Il existe d’innombrables méthodes de travail avec les rêves.
Elles sont toutes (plus ou moins) valables, tout comme toutes les
voies qui permettent d’escalader une montagne sont valables. Ce qui
compte, c’est d’arriver au sommet, et non la voie qu’on prend,
à condition de ne pas s’arrêter en chemin. Elles sont adaptées à
différentes personnes, différentes situations, différentes
demandes, différents rêves. Ce qui est inacceptable, c’est la
prétention de certaines d’être universelle et de s’élever
au-dessus des autres ou de nier leur valeur ; c’est dans la
mesure où il y a une prétendue supériorité et une certitude
définitive qu’on est en présence d’une forme d’escroquerie.

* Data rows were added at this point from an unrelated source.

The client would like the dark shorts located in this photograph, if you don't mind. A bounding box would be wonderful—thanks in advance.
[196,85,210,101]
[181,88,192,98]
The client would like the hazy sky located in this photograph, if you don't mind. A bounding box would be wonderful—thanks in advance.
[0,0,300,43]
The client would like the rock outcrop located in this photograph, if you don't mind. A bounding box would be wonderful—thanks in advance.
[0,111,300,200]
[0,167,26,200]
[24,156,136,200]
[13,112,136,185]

Quand une méthode prétend à l’universalité, elle nie la
diversité créatrice illimitée des rêves – on pourrait dire
qu’elle prétend limiter le Divin. C’est le problème avec toutes
les méthodes : une méthode est un moyen que le conscient
emploie pour tenter d’enfermer quelque chose qui le dépasse dans
un schéma pré-défini…
Le problème avec les théories et les méthodes du rêve, c’est
que, même si elles mettent un concept du Soi au centre pour nous
expliquer comment il nous interpelle, elles vont avoir tendance
inconsciemment à tordre le rêve pour qu’il rentre dans la
théorie, qui devient un lit de Procuste. Le Soi se rit de ce genre
d’artifice, et tôt ou tard survient un rêve incompréhensible,
irréductible à la théorie. Il faudrait qu’une méthode marche
tout le temps, avec tous les rêves et toutes les personnes, et
voilà, le « problème » du rêve serait réglé. Cela ne
marche pas ainsi. Pas plus qu’il n’y a une méthode pour vivre.

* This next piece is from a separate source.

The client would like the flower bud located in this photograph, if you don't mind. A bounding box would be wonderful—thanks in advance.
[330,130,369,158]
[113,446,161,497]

Tout au plus y-a-t-il un art de vivre, et un art du travail avec les
rêves.
Une approche poétique, amoureuse. Y-a-il une méthode pour aimer ?
Je m’appuie donc pour ma part sur ce que disait Jung, dont je fais
un principe central :
« Étudiez toutes les méthodes, lisez tous les livres, mais
devant le rêve, écartez-les car le rêve est unique comme le rêveur
est unique. »
C’est l’unicité du rêve, l’unicité de la personne, l’unicité
du moment qui méritent d’être rencontrées, pas la théorie avec
laquelle le mystère vivant du rêve pourrait être étouffé. C’est
pourquoi, plutôt que travailler les rêves pour en extraire un sens,
comme on viole la terre pour en extraire du minerai, je propose que
nous nous laissions travailler par les rêves comme le rocher est
sculpté patiemment par les vagues de la mer. Quand on écoute en
profondeur les images de rêve, ce qu’elles nous font ressentir,
comment nous résonnons à celles-ci, nous en sommes profondément
émus, c’est-à-dire que surgit un mouvement d’énergie
(e-motion) et transformé.e.s.
Je viens sans avoir l’air d’y toucher d’évoquer une notion
clé : la résonance.
Le travail avec les rêves que je propose est un travail qui va
au-delà
de l’interprétation, qui bien souvent
d’ailleurs est une explication du rêve. Je n’ai rien contre
l’interprétation, qui consiste en lire le rêve et le traduire
dans d’autres mots. J’interprète moi-même volontiers des rêves
quand il y a lieu. Je prétends que pour pouvoir aller vraiment
au-delà de l’interprétation des rêves, en tous cas pour
enseigner des voies qui mènent à cet au-delà, il faut bien
connaître l’interprétation. Sinon, on va
volontiers dire des âneries. Mais je suis très fermement opposé
aux explications du rêve car elles réduisent celui-ci à quelque
chose de connu : bah, « si tu rêves ça, c’est parce
que tu as vu un film à la télé », ou « ton rêve, ce
n’est que ta sexualité infantile qui remonte ». De telles
affirmations sont des crimes contre le rêve, des tentatives de
meurtre.
Or ce qu’on fait à un rêve, on le fait à sa propre âme, nous
disait Jung en nous mettant en garde.
Il nous faut donc abandonner une certaine prétention à
l’objectivité du travail avec les rêves. Nous ne pourrons que
résonner subjectivement au rêve, et laisser celui-ci se déployer
dans son objectivité qui lui est propre. Jung parlait de
« l’objectivité de la psyché » en parlant du rêve,
c’est-à-dire qu’il disait que la psyché nous renvoyait un
reflet dans un miroir objectif. Certains interprètes de rêve
veulent croire que leur méthode et théorie leur permet de prétendre
à être eux-mêmes objectifs dans leur interprétation. On alors est
devant le syndrome du moi qui s’identifie au Soi, de l’humain qui
se prend pour Dieu – ils disent simplement et naïvement ainsi
qu’ils sont en inflation. C’est la psyché et le rêve qui sont
objectifs, et l’interprète est nécessairement subjectif,
déterminé et aveuglé par son propre inconscient. Il faut se garder
de toute affirmation quant à la vérité du rêve.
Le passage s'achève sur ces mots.